Currently some Israelis are proposing the annexation of territories, captured in 1967, which lie on the Israeli side of the wall. Ariel Sharon , as Prime Minister, assured that the barrier had been built solely to prevent military incursions. Imbued with that pledge, it has brought a pax muralis along with the hope of its becoming unnecessary. Promoters of annexation could not put it more clearly: they intend to slip this by him as he lies in a coma.
In hindsight, Sharon should have emphasized his point by placing sealed gates along its length. If he could hear these Israelis now, would he rise up from that coma?
First Stage (Acknowledged Claim)
- Sealable gates are embedded at proper points along the wall.
- Israelis living in the disputed land decide whether or not they will become citizens of Palestine. All affected residents could remain under Israeli suzerainty, but those who choose the State of Palestine would, henceforth, vote and campaign exclusively in those Palestinian elections which regard national issues.
- Palestine is recognized as an independent state.
- To be open for all peoples at peace with Israel and for its own protection, a portion of Jerusalem would need to be sealed off. Frankly, I don’t know how easily and aesthetically that could be done.

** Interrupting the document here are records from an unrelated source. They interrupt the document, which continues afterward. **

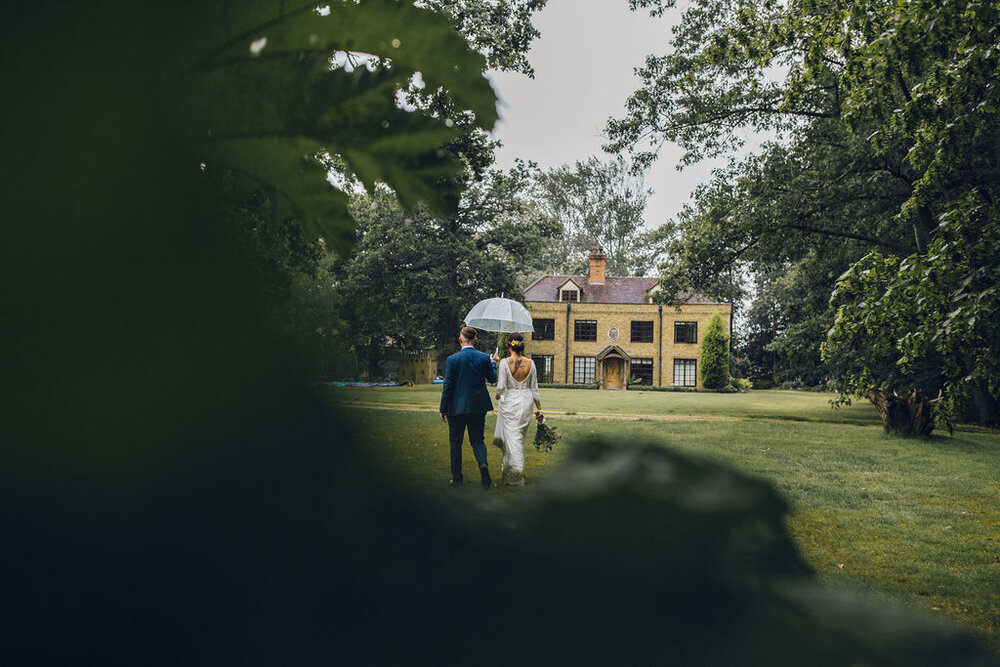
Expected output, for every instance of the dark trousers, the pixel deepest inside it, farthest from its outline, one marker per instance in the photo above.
(457, 425)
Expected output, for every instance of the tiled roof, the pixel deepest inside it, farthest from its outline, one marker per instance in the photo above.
(614, 290)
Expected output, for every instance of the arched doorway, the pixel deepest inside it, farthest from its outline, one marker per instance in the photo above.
(612, 360)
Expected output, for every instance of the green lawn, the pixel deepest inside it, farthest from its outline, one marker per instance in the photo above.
(916, 521)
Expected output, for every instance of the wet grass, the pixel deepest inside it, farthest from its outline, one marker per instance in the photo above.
(915, 521)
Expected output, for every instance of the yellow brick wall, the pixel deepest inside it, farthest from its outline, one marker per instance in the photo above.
(620, 316)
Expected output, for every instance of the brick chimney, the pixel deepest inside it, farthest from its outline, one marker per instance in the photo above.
(597, 263)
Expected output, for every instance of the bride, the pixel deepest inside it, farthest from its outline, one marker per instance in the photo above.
(517, 390)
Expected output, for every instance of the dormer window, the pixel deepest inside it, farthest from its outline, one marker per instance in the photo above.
(570, 291)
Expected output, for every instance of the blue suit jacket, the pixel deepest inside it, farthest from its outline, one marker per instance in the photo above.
(465, 378)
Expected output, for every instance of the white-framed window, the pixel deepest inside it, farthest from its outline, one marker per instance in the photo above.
(584, 370)
(685, 372)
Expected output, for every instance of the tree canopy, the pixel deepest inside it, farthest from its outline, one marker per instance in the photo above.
(885, 158)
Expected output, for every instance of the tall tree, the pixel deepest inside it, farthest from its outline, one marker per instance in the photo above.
(715, 354)
(599, 204)
(891, 105)
(414, 275)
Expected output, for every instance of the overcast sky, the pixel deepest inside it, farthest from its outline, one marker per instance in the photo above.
(584, 63)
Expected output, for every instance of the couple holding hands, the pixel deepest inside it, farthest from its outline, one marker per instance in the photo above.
(465, 400)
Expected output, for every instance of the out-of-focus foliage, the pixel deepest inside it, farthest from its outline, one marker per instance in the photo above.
(266, 102)
(888, 141)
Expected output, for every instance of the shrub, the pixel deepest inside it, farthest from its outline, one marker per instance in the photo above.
(741, 384)
(715, 355)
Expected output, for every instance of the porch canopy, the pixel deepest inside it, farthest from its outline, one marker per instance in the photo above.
(613, 351)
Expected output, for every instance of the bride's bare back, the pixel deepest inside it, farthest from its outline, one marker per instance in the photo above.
(519, 368)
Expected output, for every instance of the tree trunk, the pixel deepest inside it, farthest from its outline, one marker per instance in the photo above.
(986, 408)
(909, 414)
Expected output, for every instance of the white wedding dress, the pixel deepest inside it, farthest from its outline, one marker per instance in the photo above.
(515, 409)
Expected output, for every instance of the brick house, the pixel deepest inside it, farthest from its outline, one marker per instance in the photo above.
(597, 328)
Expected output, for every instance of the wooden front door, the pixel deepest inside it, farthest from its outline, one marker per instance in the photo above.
(613, 373)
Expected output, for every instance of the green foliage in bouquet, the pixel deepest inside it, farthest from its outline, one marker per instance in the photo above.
(545, 436)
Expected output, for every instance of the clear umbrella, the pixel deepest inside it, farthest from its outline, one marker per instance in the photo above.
(501, 315)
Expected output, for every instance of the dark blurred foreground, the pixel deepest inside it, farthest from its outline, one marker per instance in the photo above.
(170, 494)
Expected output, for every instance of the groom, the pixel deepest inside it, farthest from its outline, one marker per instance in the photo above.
(465, 402)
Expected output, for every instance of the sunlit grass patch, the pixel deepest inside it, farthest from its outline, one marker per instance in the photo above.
(914, 521)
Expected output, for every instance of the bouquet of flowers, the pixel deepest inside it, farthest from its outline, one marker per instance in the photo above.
(545, 435)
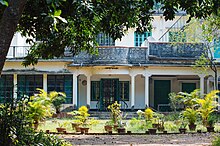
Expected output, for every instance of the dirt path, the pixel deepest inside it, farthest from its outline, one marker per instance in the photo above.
(202, 139)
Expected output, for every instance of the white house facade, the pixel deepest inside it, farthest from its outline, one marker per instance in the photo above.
(138, 71)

However, if done, a tunnel would then be dug between Palestine and the Old City and checkpoints installed.
- With peace acknowledged by both sides, the embedded wall gates would themselves be opened as checkpoints, and Palestine would regain the remaining occupied territory except for that portion within sealed-off Jerusalem. Those living in the effected area who are not Palestinians would either obtain visas or exit the expanded country.
- The primary purpose of all checkpoints would be to restrict the flow of weaponry and of those who for one reason or another lack access to Israel proper.
- The Jerusalem exception also exists to accommodate two, demanding realities: a need for multicultural access and, in this context, an inherent vulnerability of Israeli stewardship. In fact, without this exception, peace would be impossible. Nor could Israel even be allowed to annex that portion of the exception which it then occupies.
In time, Israel and Palestine may become as close as Canada and the United States, or simply close enough. If the exception has not by then become somewhat independent of its two neighbors, a refinement in its status would surely be attainable.
* A Palestinian name-switch could help. Perhaps the people of Palestine are too caught up with those ancient what’s-in-a-names. The Arabs were a cousin people to the Hebrews, not to the coastal Philistines. Still almost everyone on Earth is descended from people who sojourned where now there is Israel. I am no citizen there, but surely someone else has considered, The State of Ismael.